Building a New Poker Variant with an AWS Serverless Architecture
Source: Dev.to
How I designed and built a real‑time multiplayer game platform using AWS serverless infrastructure
Designing Before Coding
Before writing any code I produced a 36‑page Low‑Level Design (LLD) document. The LLD forced me to consider every edge case, state transition, and failure mode up front—exactly how production systems are built.
By the numbers
- 7 AWS services
- 8 DynamoDB tables
- 36‑page LLD
- 0 servers to manage
The Architecture
Point Game is a fully serverless, event‑driven system. Clients use REST APIs for account and table operations and WebSockets for real‑time gameplay.
Infrastructure Overview
| Component | Technology |
|---|---|
| CDN & Static Assets | CloudFront + S3 |
| API Layer | API Gateway (REST + WebSocket) |
| Compute | AWS Lambda |
| Database | DynamoDB |
| Authentication | Cognito |
| Scheduling | EventBridge |
The key insight: DynamoDB is the single source of truth. Every game state, action log, and connection mapping lives in DynamoDB. Lambda functions are stateless—they read state, process actions, write state, and broadcast. This makes the system horizontally scalable and resilient to failures.

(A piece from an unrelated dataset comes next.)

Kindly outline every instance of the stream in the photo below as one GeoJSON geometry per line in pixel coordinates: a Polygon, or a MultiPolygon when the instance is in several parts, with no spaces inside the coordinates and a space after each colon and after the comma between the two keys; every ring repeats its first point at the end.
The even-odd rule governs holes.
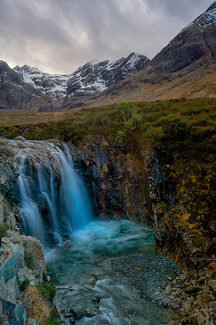
{"type": "Polygon", "coordinates": [[[179,324],[169,310],[141,299],[121,276],[106,269],[107,260],[140,254],[145,247],[148,253],[155,248],[151,230],[129,220],[98,220],[47,252],[48,273],[54,277],[54,268],[58,275],[55,303],[62,323],[179,324]]]}
{"type": "Polygon", "coordinates": [[[176,266],[154,255],[152,231],[126,220],[94,220],[66,145],[60,149],[46,141],[11,140],[11,145],[20,173],[14,195],[21,229],[44,246],[48,273],[56,278],[54,302],[61,323],[178,324],[154,296],[176,266]],[[144,269],[136,288],[130,285],[144,269]]]}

Client Action → API Gateway → Lambda → DynamoDB → Broadcast
Data Model
| Table | Purpose |
|---|---|
| Game State | Current hand state, seats, pots, board |
| Action Log | Append‑only record of every action |
| Hand Snapshots | End‑of‑hand state for replay/audit |
| Connection Store | WebSocket ID → Player mapping |
| Turn Timers | Scheduled timeout tracking |
| Inter‑Round Queue | Pending join/leave/config actions |
| Users | Account data and balances |
| Ledger | Buy‑in/cash‑out history |
The Hard Problems
Challenge 1: Optimistic Concurrency Control
Simultaneous player actions can corrupt state. I implemented sequence‑based versioning: each state mutation includes an expected sequence number. If the number does not match, the write fails and the client resynchronizes, eliminating race conditions and lost actions.
Challenge 2: Turn Timer System
Lambda functions cannot “wait.” I used EventBridge scheduled events: when a turn starts, a future event with a timer sequence is scheduled. The timeout Lambda checks whether the sequence is still current; if the player has already acted, the timer is ignored, otherwise the player is auto‑folded.

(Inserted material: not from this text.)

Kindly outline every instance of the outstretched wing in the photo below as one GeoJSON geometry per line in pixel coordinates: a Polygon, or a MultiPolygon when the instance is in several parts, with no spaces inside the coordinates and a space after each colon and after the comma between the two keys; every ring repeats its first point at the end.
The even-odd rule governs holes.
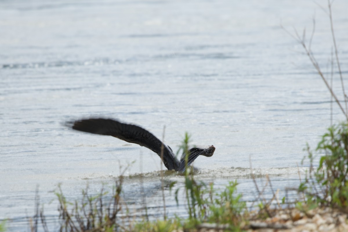
{"type": "Polygon", "coordinates": [[[160,157],[168,170],[177,169],[179,162],[168,147],[153,134],[141,127],[109,119],[90,118],[66,123],[74,130],[104,135],[110,135],[128,143],[139,144],[151,150],[160,157]],[[162,145],[163,144],[163,145],[162,145]],[[163,146],[163,152],[162,147],[163,146]]]}
{"type": "Polygon", "coordinates": [[[211,156],[214,154],[215,151],[215,147],[212,145],[207,148],[200,148],[199,147],[191,148],[189,151],[187,164],[185,160],[186,154],[184,153],[181,156],[181,158],[180,159],[180,165],[179,166],[178,171],[180,172],[184,171],[199,155],[211,156]]]}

Challenge 3: Privacy‑Filtered Broadcasting
Each player must see a personalized view (own hole cards vs. opponents’ card backs). The broadcaster loads the authoritative state, filters out private information per recipient, and sends a tailored WebSocket message.

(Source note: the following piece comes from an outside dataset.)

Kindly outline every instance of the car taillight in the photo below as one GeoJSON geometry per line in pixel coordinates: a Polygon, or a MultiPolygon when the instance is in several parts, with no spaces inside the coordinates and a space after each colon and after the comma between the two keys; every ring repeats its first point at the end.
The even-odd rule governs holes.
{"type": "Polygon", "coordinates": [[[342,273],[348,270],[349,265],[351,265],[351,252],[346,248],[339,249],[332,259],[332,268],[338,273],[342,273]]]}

Challenge 4: Inter‑Round Action Queue
Players may join, leave, or change settings mid‑hand. These actions are stored in a queue and processed atomically between hands, preserving game state consistency while accommodating real‑world player behavior.
Challenge 5: Complex Game Rules
Point Game includes many edge cases—especially showdown logic involving side pots, split pots, and multiple winners. Translating these rules into reliable code required careful state management under concurrent load, all without dedicated servers.
Why This Exceeds Industry Standard
Most hobby projects are simple CRUD apps or static pages. Point Game demonstrates:
- A real‑time distributed system with WebSocket state synchronization
- Event‑driven architecture with scheduled triggers and async processing
- Production‑grade consistency guarantees via optimistic concurrency
- Domain‑specific game logic handling complex state machines for multiple simultaneous players and games
I designed, documented, and built the entire platform and can explain every architectural decision.